“Kemuliaan Perempuan dan Bahaya Joget di Era Digital: Ketika Nilai Ditinggalkan demi Sensasi”

Bagikan Keteman :


“Kemuliaan Perempuan dan Bahaya Joget di Era Digital: Ketika Nilai Ditinggalkan demi Sensasi”

Di tengah derasnya arus digital dan budaya viral, kita menyaksikan satu fenomena yang kian meluas: perempuan yang menari, berjoget, dan memamerkan gerakan tubuh di hadapan kamera—kemudian dibagikan ke publik tanpa batas.

Fenomena ini semakin dianggap lumrah. Bahkan disambut dengan pujian dan tepuk tangan. Tapi kita perlu berhenti sejenak, merenung dalam-dalam: apakah ini bagian dari kebebasan? Ataukah ini bentuk kebodohan yang tak disadari?

Perempuan adalah simbol kemuliaan, penjaga kehormatan, dan tiang utama peradaban. Dalam dirinya ada kekuatan lembut yang membangun, ada keteguhan yang mendidik, dan ada kewibawaan yang menyejukkan. Namun ketika tubuhnya dijadikan alat hiburan, ketika gerakannya dijadikan tontonan publik, maka nilai-nilai luhur itu mulai terkikis sedikit demi sedikit.

Bukan soal jogetnya. Tapi soal esensi dan tujuan dari itu semua. Ketika gerakan tubuh bukan lagi ekspresi kebahagiaan pribadi, tapi demi pujian, viralitas, dan perhatian dunia maya—maka di situlah wibawa mulai runtuh.

Apakah seorang perempuan tidak boleh bahagia? Tentu boleh. Tapi kebahagiaan yang sejati bukan berasal dari sorotan mata dunia, melainkan dari rasa damai karena tahu diri, tahu nilai, dan tahu arah.

Ketika seorang perempuan tahu nilai dirinya, maka ia akan menjaga kehormatannya. Ia akan menyadari bahwa dirinya terlalu berharga untuk dijadikan bahan tontonan murah.
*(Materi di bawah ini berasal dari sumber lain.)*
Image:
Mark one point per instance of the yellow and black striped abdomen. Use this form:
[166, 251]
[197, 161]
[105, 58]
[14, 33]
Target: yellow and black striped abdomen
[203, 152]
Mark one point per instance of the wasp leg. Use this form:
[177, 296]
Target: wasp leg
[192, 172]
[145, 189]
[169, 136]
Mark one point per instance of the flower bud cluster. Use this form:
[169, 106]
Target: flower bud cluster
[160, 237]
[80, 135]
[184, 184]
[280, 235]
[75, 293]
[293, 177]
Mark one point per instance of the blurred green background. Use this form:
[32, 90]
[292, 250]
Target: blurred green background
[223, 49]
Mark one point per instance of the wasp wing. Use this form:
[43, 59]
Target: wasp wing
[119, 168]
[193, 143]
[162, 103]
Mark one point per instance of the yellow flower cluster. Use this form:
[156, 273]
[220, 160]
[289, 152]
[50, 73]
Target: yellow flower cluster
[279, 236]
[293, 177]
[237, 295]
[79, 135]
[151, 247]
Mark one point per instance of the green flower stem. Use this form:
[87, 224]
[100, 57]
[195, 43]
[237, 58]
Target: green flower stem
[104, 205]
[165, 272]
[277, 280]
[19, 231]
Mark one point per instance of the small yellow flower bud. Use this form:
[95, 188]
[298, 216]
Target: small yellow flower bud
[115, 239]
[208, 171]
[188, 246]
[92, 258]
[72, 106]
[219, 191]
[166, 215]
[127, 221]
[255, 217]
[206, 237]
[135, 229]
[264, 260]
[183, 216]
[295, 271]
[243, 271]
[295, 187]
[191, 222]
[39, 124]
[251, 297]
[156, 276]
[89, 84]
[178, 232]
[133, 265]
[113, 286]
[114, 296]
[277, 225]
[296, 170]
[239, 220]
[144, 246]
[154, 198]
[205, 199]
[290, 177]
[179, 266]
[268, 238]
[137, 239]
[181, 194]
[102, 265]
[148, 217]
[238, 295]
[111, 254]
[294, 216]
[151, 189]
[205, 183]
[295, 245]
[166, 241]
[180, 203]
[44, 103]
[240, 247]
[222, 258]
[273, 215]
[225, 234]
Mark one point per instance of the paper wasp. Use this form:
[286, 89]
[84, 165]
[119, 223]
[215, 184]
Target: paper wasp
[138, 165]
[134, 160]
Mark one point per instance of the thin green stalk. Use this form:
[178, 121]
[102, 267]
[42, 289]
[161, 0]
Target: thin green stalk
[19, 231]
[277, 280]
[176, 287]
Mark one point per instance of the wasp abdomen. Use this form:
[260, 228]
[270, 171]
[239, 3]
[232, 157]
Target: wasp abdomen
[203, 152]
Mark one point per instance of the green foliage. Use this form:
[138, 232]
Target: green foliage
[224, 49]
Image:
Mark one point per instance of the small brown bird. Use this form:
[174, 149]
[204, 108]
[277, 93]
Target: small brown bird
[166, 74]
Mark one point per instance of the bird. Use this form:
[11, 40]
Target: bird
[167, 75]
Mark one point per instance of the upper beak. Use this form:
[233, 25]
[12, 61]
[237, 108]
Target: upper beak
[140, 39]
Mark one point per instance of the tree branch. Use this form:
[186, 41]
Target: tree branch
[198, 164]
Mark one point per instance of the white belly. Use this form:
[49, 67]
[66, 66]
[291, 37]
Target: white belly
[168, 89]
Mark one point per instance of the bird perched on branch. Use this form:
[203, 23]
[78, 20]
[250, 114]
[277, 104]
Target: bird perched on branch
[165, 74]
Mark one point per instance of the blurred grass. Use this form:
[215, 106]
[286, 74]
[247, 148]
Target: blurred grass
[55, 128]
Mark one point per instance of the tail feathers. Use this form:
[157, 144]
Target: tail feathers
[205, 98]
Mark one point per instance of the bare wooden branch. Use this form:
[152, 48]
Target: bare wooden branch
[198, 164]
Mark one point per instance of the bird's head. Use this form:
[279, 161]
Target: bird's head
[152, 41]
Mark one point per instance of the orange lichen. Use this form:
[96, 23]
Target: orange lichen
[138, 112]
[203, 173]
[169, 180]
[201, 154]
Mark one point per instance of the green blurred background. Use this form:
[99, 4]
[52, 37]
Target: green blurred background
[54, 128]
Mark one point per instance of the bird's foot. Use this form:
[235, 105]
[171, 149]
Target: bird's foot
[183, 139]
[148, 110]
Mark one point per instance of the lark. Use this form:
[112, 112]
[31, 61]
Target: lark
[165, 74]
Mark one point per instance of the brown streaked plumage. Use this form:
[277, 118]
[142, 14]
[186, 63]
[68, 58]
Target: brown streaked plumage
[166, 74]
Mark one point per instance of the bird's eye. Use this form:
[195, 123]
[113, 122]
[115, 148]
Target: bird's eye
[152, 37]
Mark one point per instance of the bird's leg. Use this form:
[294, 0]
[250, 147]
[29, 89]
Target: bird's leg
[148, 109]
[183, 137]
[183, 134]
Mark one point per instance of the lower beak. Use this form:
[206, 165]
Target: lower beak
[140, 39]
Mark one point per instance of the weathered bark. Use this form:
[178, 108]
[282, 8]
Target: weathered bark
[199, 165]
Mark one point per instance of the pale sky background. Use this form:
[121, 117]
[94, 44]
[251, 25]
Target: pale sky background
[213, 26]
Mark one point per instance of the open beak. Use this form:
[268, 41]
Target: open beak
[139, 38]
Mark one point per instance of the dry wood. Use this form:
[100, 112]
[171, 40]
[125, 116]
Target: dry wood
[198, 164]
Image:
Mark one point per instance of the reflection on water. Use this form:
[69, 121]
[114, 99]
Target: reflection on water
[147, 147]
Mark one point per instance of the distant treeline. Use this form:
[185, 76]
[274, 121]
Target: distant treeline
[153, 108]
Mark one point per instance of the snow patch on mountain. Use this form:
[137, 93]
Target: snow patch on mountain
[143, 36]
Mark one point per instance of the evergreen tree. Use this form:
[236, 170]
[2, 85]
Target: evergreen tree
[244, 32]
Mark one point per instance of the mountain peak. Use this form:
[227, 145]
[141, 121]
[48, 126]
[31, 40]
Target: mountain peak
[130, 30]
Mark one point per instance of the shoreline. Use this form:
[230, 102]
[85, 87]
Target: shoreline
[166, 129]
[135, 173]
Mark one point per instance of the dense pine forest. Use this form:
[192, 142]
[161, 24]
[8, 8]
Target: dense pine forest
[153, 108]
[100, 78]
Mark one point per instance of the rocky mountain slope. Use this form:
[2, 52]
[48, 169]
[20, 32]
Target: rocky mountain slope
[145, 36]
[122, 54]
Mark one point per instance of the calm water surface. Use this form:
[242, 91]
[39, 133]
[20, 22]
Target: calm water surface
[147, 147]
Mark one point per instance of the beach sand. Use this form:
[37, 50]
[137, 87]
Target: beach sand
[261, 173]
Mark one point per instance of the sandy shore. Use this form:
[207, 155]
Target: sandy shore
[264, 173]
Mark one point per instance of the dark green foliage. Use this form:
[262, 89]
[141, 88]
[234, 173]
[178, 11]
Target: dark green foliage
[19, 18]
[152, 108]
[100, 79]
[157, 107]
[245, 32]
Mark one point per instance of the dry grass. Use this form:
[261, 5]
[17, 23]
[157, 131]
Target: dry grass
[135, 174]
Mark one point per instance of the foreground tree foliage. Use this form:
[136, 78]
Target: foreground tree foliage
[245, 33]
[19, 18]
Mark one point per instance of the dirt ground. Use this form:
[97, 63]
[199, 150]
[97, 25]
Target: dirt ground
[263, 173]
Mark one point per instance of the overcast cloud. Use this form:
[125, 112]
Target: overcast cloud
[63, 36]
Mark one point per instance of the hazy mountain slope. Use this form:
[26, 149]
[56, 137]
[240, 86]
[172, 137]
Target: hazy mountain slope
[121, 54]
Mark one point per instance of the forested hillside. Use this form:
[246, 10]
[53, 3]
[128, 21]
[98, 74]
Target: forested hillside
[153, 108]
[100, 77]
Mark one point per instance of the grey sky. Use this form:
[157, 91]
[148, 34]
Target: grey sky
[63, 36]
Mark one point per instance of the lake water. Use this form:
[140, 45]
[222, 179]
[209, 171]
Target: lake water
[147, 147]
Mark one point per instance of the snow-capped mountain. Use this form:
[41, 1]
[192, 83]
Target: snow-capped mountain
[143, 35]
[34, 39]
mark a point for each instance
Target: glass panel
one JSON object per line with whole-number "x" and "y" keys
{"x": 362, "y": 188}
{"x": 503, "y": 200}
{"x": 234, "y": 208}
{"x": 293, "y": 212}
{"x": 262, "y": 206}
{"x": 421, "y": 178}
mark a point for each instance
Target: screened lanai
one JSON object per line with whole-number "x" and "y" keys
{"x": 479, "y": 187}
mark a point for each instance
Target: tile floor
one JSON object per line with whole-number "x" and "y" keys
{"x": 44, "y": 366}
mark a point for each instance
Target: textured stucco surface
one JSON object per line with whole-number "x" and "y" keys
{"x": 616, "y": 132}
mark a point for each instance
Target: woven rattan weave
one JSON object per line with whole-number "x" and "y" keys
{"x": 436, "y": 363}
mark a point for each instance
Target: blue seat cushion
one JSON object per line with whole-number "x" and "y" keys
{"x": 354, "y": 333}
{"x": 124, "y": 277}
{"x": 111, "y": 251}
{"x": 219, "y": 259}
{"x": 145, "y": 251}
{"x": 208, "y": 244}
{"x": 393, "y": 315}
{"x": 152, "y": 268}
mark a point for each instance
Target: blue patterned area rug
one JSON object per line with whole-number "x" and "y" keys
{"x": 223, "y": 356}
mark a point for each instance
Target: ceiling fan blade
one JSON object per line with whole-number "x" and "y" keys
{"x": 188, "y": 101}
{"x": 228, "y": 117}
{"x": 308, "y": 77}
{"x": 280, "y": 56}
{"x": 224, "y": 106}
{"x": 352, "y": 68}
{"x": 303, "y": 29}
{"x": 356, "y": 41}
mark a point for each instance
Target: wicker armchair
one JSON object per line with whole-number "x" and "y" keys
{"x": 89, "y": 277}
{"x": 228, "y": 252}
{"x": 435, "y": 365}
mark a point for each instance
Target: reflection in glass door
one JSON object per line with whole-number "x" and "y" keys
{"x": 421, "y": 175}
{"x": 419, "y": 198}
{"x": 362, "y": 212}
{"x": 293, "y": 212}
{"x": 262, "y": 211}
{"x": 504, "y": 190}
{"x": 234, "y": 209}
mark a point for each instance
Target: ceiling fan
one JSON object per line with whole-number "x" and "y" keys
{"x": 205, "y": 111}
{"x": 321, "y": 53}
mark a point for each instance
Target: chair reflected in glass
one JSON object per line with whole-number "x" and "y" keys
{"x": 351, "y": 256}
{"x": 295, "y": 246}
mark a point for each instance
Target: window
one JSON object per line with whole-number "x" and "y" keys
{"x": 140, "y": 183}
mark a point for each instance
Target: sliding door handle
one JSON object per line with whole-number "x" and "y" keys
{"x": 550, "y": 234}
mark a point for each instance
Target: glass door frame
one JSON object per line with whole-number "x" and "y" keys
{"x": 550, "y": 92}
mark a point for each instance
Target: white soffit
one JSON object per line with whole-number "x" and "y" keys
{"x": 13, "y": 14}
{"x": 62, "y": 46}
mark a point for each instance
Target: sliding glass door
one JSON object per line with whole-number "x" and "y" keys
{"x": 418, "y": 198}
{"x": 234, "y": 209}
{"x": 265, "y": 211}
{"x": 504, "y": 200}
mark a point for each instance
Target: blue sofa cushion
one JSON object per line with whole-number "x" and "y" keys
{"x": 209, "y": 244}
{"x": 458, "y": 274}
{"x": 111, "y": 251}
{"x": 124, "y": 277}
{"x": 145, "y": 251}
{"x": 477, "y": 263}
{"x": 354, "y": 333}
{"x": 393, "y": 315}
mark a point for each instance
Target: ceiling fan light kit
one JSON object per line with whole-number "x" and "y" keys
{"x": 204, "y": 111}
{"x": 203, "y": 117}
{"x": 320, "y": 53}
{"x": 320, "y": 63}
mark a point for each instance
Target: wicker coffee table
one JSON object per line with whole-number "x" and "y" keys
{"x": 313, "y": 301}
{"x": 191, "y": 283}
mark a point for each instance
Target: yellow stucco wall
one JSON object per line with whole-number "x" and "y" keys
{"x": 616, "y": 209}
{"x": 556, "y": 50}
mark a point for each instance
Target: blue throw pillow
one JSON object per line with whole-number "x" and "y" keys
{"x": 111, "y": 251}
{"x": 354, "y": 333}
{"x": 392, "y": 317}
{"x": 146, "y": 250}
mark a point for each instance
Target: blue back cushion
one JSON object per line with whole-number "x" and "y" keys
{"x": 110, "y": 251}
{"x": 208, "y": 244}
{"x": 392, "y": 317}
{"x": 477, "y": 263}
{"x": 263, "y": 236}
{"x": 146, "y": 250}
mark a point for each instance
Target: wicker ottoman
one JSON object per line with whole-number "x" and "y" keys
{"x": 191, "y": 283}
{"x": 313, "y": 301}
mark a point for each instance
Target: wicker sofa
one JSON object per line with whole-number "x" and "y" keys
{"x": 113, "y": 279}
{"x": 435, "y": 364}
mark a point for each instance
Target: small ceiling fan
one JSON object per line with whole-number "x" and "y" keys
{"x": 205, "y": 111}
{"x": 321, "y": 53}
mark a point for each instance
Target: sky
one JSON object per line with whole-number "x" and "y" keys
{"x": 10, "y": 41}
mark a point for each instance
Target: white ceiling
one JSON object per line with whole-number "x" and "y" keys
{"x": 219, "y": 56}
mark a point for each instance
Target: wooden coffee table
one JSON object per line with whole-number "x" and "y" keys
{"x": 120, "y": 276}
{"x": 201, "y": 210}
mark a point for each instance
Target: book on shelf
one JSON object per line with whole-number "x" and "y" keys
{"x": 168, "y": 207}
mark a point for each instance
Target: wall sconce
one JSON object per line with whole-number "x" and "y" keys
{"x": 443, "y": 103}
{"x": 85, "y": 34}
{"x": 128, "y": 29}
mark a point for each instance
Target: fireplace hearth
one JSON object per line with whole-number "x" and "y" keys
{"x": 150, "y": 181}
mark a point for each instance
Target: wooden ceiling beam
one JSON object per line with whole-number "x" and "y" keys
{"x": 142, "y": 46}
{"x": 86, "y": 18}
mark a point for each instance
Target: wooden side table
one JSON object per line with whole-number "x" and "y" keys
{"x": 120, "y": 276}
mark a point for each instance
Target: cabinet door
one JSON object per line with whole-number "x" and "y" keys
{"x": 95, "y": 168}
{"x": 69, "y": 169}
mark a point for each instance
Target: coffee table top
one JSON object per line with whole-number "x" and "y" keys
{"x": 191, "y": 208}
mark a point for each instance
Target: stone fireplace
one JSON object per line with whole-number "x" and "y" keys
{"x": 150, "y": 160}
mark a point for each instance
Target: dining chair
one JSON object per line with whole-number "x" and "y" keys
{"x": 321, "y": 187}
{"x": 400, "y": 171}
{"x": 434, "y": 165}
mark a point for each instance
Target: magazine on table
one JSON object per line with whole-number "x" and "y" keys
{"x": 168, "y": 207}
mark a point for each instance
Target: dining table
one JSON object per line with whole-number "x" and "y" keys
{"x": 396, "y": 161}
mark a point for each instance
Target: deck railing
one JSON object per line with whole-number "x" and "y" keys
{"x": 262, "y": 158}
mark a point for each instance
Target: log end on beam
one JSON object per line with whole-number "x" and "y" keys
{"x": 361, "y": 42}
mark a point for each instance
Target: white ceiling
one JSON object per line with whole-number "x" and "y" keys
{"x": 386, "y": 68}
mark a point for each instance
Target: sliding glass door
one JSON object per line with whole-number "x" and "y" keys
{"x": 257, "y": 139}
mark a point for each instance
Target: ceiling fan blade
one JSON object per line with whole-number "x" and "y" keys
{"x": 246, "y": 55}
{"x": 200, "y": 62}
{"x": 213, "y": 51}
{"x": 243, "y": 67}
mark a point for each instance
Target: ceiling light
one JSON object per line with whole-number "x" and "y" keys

Ia sadar bahwa tubuhnya bukan untuk dipertontonkan, tapi untuk dijaga sebagai amanah dan kehormatan.

Dan inilah yang harus kita sadarkan: kemuliaan perempuan bukan dibangun dari popularitas, tapi dari prinsip. Bukan dari tepuk tangan penonton, tapi dari kemampuan menjaga diri di tengah godaan dunia.

Jika budaya joget ini tidak dikritisi, tidak dihentikan, dan terus dinormalisasi, maka kita sedang menyaksikan runtuhnya tembok kehormatan perempuan secara perlahan. Dan jika perempuan kehilangan wibawa, maka generasi yang lahir darinya pun akan kehilangan arah.

Maka siapa pun kita—perempuan, laki-laki, tua, muda—mari buka mata dan hati. Jadilah pelindung nilai, bukan pengikut tren membabi buta. Angkat martabat perempuan, bukan eksploitasi tubuhnya. Jadilah penonton yang bijak, yang tak mudah terpesona oleh tampilan luar tanpa substansi.

Perempuan adalah cahaya peradaban. Jika ia terang, dunia akan cerah. Tapi jika ia meredup, maka dunia pun ikut gelap.

Mari bangkitkan kembali kesadaran luhur ini. Mari motivasi perempuan untuk kembali memuliakan dirinya. Karena perempuan yang mulia—bukan yang ditonton banyak orang, tapi yang disegani karena akhlaknya, dijaga karena kehormatannya, dan dihormati karena prinsip hidupnya.